Ralf Fücks: Wir sind auf jeden Fall an einem Punkt, wo Entscheidungen fallen müssen. Vor allem in zwei Schlüsselfragen: Einmal in der gesamtdeutschen Bündnispolitik der Grünen, und das ist immerhin eine Frage, die unsere Identität berührt. Dahinter steckt ja die Frage, ob sich die Grünen in ein gesamtdeutsches Linksbündnis einsortieren wollen, in dem die spezifsche Qualität der Grünen als ökolgische Partei verschwindet, oder ob wir uns endlich aus dem Rechts-Links-Dualismus freischwimmen und unsere historishe Rolle wahrnehmen, nämlich Partei der Ökologie und der Bürgerrechte zu sein.

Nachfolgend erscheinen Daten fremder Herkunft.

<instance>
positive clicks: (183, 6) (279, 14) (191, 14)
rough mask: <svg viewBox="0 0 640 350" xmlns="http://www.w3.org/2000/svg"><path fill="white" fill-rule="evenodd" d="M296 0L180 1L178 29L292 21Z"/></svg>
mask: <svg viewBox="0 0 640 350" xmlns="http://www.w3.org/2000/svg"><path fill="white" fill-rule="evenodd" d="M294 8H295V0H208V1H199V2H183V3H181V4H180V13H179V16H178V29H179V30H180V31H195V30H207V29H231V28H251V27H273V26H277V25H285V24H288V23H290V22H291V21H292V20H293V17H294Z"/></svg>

In der zweiten Schlüsslentscheidung wird es auch um die Selbstdefinition der Grünen als ökologische Partei gehen. Das soll nämlich nicht heißen, daß alle anderen Themen und Interessen - Frauen, 3. Welt, Minderheitenpolitik - an den Rand gedrängt werden sollen. Aber klar werden muß, daß der Kampf gegen die ökologische Selbstzerstörung der Industriegesellschaft das gemeinsame des grünen Projekts bildet.

Bei ihrer Gründung haben sich die Grünen als historischer Bündnis-Kompromiß von Linken und Ökologiebewegwegung begriffen. Heute behaupten die Linken: Dieser Kompromiß sei einseitig aufgekündigt worden. Gibt es diese Ausgrenzungsstrategie, bist Du jemand der sie betrieben hat?

Ich bin jemand, dessen Identität sich selbst in den letzten 10 Jahren verwandelt hat. Und das ist meine Erwartung an die Parteilinke insgesamt. Man kann sich nicht wie in einer Konservendose an die politische und programmatische Identität von 1980 klammern, wenn gleichzeitig die politische Welt außerhalb in einem rasanten Umbruch ist. Der Gegensatz von Kapitalismus und Sozialismus hat sich weltpolitisch erledigt. Die Grünen können diesen Konflikt nicht als Farce weiterspielen. Es kommt jetzt darauf an, sich auf einen Prozeß der Selbstveränderung einzulassen, in dem etwas Neues entsteht, nicht darauf, ob sich jemand selbst noch für links hält oder nicht.

Die Linken in den Grünen haben inzwischen ja jede Liebäugelei mit der realexistierenden PDS/DDR bzw. einer künftigen PDS/BRD dementiert. Hältst Du das für einen nur taktisch motivierten Rückzug oder ist das ein eindeutiges Bekenntnis zum Primat der Ökologie?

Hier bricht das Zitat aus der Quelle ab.